# Skateboarding to snowboarding



## Guest (Dec 22, 2008)

Ive been skateboarding in my teen years in Florida but I recently moved to Seattle, WA and want to start snowboarding. I have a few questions for you guys:

1) What size/ type/ brand board should I get? I'm 6'2 and weigh around 180lbs
2) What brand type/ snow shoes should I get? I have size 13 shoes...
3) What's the best closest spot to snowboard in Seattle/ Tacoma area?

Thanks.


----------



## Guest (Dec 23, 2008)

Heya, i can help ya with 1 & 2.
Skating is going to help your snowboarding. 
The kind of board and stuff depends on what you're willing to purchase honestly.

Lib-tech makes a great board called the skate-banana which is shaped like a skateboard, but runs a bit high.

I have size 13 feet also and ride 11.5 boots, go 1 size smaller than your shoe size on boots otherwise they'll be too big.

you'll probably want between a 159 & 160 board.

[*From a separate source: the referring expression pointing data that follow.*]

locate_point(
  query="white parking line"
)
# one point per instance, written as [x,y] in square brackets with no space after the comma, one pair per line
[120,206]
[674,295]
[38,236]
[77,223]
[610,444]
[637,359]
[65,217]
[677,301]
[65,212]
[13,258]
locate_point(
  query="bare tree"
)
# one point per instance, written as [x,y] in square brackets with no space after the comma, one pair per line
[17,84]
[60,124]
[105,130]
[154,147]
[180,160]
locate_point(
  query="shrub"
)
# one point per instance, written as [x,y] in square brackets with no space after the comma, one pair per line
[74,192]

There are a lot of good binding and boots companies. I ride force bindings by union and they're really awesome. Vans boots too. Its up to you really, just do some research and figure out what you like.


----------



## Guest (Dec 23, 2008)

well if this is ur first time snowboarding you will probably want to purchase a lower end board first. like a board around $200 cause if you don't like it. you will just waste ur money if you bought a really expensive one. if you really like it get used to it first with the board. then if your ready for more difficult stuff you should change because not all boards are meant for everything.

hope this helps

just to let ya kno i am no genius at skatebaording :laugh:


----------



## baldylox (Dec 27, 2007)

Read Sedition's Equipment Guide http://www.snowboardingforum.com/welcome-new-riders-new-members/9131-sedition-s-equipment-guides.html



flightskate said:


> 1) What size/ type/ brand board should I get? I'm 6'2 and weigh around 180lbs


159 would be a good place to start. All mountain. RENT FIRST! 



flightskate said:


> 2) What brand type/ snow shoes should I get? I have size 13 shoes...


Go to a shop and try them on.... I recommend starting with a size thirteen and seeing if that is comfortable. They do break in so you'll probably end up with something slightly smaller than your shoe size. They should be snug when you buy them, but not cutting off circulation. 




YetisCanShred2 said:


> Skating is going to help your snowboarding.


In what way?


----------



## laz167 (Nov 27, 2007)

The only thing in common with Skateboarding and Snowboarding..Is the word Boarding.


----------



## Guest (Dec 31, 2008)

Bend your knees  That'll be where some of your skateboarding will come into play with snowboarding. There goes one similarity.


----------



## Guest (Dec 31, 2008)

From personal experience my friends and I all snowboard and skateboard, skating coming first.

The balance and flow of skating as well as alot of the movements is pretty easily translated from pavement to snow.

My friends who are great skaters picked up snowboarding, having never done it before, and were spinning & hitting handrails within 2 days of starting easily.

All i'm saying is that if you're good at skating snowboarding is gonna be a lot more intuitive and definitely alot easier to pick up.


----------



## Guest (Dec 31, 2008)

Dropping into a bowl is similiar to getting off a ski lift if that's a good comparison.


----------